One of the largest aircraft of the Second World War, the Messerschmitt Me 323 Gigant was a development of the Me 321 glider. Six Gnome-Rhône 14N engines were fitted, giving the Gigant a maximum speed of 177 mph (285 km/h). The French engines were selected as it was felt that using German engines would place an additional burden on the already strained German aircraft engine industry. Note the support structure aft of the landing gear.
For a short time Messerschmitt toyed with the idea of fitting only four Gnome-Rhône engines, resulting in the Me 323C. While in this configuration the Me 323C still had to be towed when loaded, but it could return under its own power when empty. This design was only marginally superior to the standard Me 321 glider and was soon superseded by the Me 323D with six engines.

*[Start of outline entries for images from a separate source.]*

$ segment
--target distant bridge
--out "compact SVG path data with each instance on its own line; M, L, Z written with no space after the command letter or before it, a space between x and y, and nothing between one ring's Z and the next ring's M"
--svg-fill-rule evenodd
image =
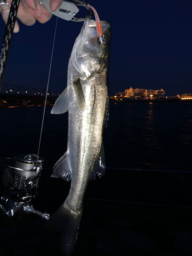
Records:
M0 106L45 104L46 92L46 89L3 83L0 93ZM54 104L60 94L60 92L48 90L46 103Z

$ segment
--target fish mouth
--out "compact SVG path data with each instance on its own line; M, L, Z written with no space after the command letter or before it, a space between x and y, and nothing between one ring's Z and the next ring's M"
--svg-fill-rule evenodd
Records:
M90 28L96 28L96 21L91 19L91 14L88 14L86 18L86 21L88 23ZM111 28L111 23L107 20L100 20L101 28Z

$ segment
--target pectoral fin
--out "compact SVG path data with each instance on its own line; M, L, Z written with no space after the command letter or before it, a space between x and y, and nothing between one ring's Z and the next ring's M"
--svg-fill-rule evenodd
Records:
M69 109L68 89L68 88L63 91L55 101L51 111L51 114L62 114L67 112Z
M75 97L79 109L84 111L86 109L86 101L80 78L78 78L73 82Z
M67 154L64 155L57 161L53 166L54 172L52 177L61 178L66 181L69 181L71 178L71 173L69 170Z

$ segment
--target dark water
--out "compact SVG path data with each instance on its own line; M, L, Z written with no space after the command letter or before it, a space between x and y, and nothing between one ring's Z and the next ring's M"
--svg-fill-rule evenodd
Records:
M52 167L66 151L68 114L46 108L39 156ZM44 106L0 109L0 156L37 154ZM114 103L104 134L107 167L190 170L192 103Z

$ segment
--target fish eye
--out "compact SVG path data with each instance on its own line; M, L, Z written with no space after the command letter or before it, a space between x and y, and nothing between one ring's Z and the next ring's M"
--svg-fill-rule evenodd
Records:
M105 37L103 37L103 40L104 41L103 44L101 44L100 41L99 41L99 38L97 38L97 41L99 43L99 45L100 45L101 46L106 46L108 44L108 40L105 38Z

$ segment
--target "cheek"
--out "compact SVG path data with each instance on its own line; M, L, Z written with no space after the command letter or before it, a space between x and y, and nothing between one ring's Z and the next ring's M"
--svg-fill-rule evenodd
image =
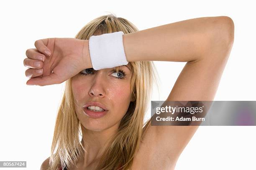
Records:
M78 104L81 100L84 99L84 96L87 93L89 87L85 84L84 81L79 81L75 77L72 79L71 86L75 104Z
M111 85L107 90L106 97L112 104L112 108L116 112L125 110L130 104L130 84L126 82Z

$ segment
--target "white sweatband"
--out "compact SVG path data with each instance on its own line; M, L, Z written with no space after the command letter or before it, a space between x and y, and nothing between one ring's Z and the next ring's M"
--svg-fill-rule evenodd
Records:
M89 52L96 70L126 65L128 61L123 43L122 31L92 35L89 40Z

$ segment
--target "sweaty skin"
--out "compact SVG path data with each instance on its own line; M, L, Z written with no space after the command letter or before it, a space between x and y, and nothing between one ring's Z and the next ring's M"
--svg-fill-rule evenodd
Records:
M208 101L214 98L233 46L234 32L234 23L229 17L203 17L126 34L123 35L123 42L128 62L187 62L166 100ZM48 40L50 43L47 43ZM27 51L28 58L24 60L24 65L30 67L35 67L38 55L46 57L44 62L47 60L44 50L51 50L52 54L49 58L51 59L46 65L44 63L44 71L47 73L36 74L35 72L39 68L30 68L26 75L32 75L32 78L27 82L49 85L61 83L75 75L72 89L77 103L76 110L85 128L90 130L88 134L84 133L92 138L88 140L89 143L92 141L97 143L90 145L94 147L90 151L92 154L94 151L100 152L98 147L105 143L105 138L115 132L117 123L125 113L130 100L130 94L127 92L129 81L113 79L115 78L110 75L110 69L102 69L95 75L86 76L88 77L76 75L85 68L91 68L91 63L88 40L72 41L57 39L54 43L52 42L53 40L44 39L38 41L36 45L39 52L34 50ZM77 43L77 45L72 45L73 42ZM80 52L80 55L77 51ZM69 72L63 74L65 69ZM52 69L54 73L49 75ZM42 77L38 77L42 75ZM113 84L114 82L116 83ZM118 98L120 96L125 98ZM110 107L109 115L100 120L92 120L81 113L83 102L93 99L100 100ZM179 157L198 128L150 126L136 154L132 169L174 169ZM87 159L82 158L80 167L92 169L93 163L97 161L92 160L94 158L97 160L97 153L92 156L94 158L89 156Z

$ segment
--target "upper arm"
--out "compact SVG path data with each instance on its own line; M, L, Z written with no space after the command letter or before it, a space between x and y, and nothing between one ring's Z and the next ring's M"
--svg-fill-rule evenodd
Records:
M166 100L213 100L234 38L233 21L227 17L222 19L219 34L212 40L218 42L209 43L211 46L202 54L202 59L186 63ZM148 130L156 139L154 146L176 163L198 128L153 126Z
M49 167L49 162L50 160L50 157L47 158L42 163L40 170L46 170Z

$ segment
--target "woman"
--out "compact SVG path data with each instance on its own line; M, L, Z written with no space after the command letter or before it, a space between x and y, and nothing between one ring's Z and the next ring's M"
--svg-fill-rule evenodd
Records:
M128 64L94 70L89 38L118 31L125 34ZM51 155L41 169L174 169L198 126L143 124L156 78L152 61L187 62L166 101L213 100L233 44L232 19L203 17L138 31L109 15L90 22L75 38L40 40L26 51L27 84L67 80ZM100 109L88 103L106 113L88 115L89 109Z

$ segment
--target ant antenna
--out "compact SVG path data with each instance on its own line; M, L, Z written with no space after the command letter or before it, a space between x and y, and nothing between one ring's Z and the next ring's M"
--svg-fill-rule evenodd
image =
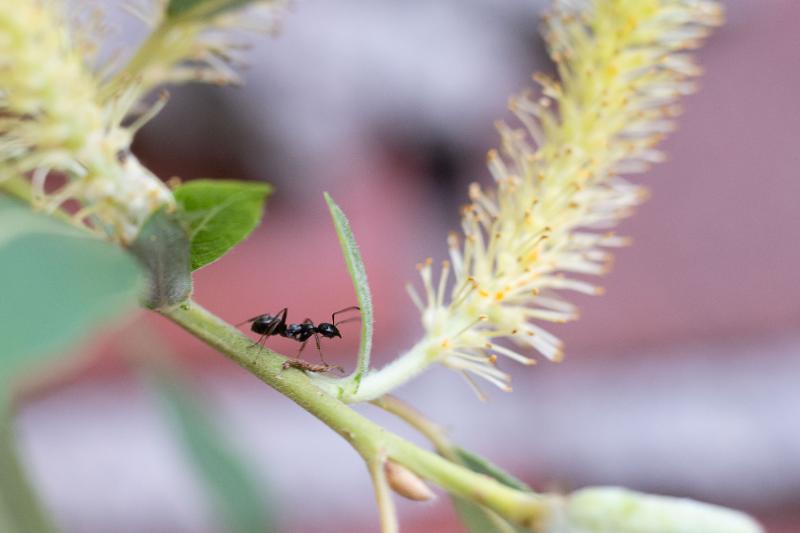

The Me 323D was a full-fledged transport. Early versions were fitted with two bladed propellers, but most were completed with three bladed Chauvière variable pitch units as seen here. This is a fine color photograph of DT+IT “Himmelslaus” taken at Lvov on 15FEB43.
Another color view of “Himmelslaus” undergoing repairs at Lvov after a hard landing. The port side landing gear covers have been removed revealing the red primer underneath. Note the extent of the yellow identification panel under the wing.
The Gigant towers over crewmen on the ground. Wingspan was 181 feet (55.2 meters). When unloaded the aircraft was a tail-sitter, the front wheels would lift off the ground.
It was common to see Me 323s propped up with the tail skid resting on a fuel barrel, but even with this prop the front wheels were in the air. The exhaust staining under the wing is extensive.
With all six engines turning, the Gigant is towed into position. Initially the crew was five – pilot, co-pilot, radio operator, and two flight engineers. As the design progressed dedicated gunners were added. (Bundesarchiv photo)
In an effort to increase defensive firepower the Me 323E-1 version introduced two EDL 151/20 turrets to the upper wing. These were manned by the two flight engineers, whose normal crew position was in the wings between the two inner engines. (Bundesarchiv photo)
A useful view of the cockpit. The roof of the cockpit could be elevated, which would give a clear view of the interior on a model. (Bundesarchiv photo)
A fine view of a Gigant coming in for a landing, with several others parked in the background. (Bundesarchiv photo)
A Gigant under fire from an RAF B-26 Marauder off Cap Corse, September 1943. Even when flying in escorted formations, the huge Me 323 proved extremely vulnerable to interception.
In an effort to provide an escort capability, the Me323E-2 Waffenträger (weapons carrier) was developed. These aircraft had the nose doors sealed and were therefore incapable of carrying cargo, but they were fitted with eleven MG 151/20 cannon and four MG 131 heavy machine guns. Five of the 20 mm were carried in turrets, four over the wings and one in the nose, seen here. It was long believed that only a single aircraft was converted, but records indicate that several were actually completed. The Waffenträger was protected by 1.3 tons of armor and carried a crew of twenty-one.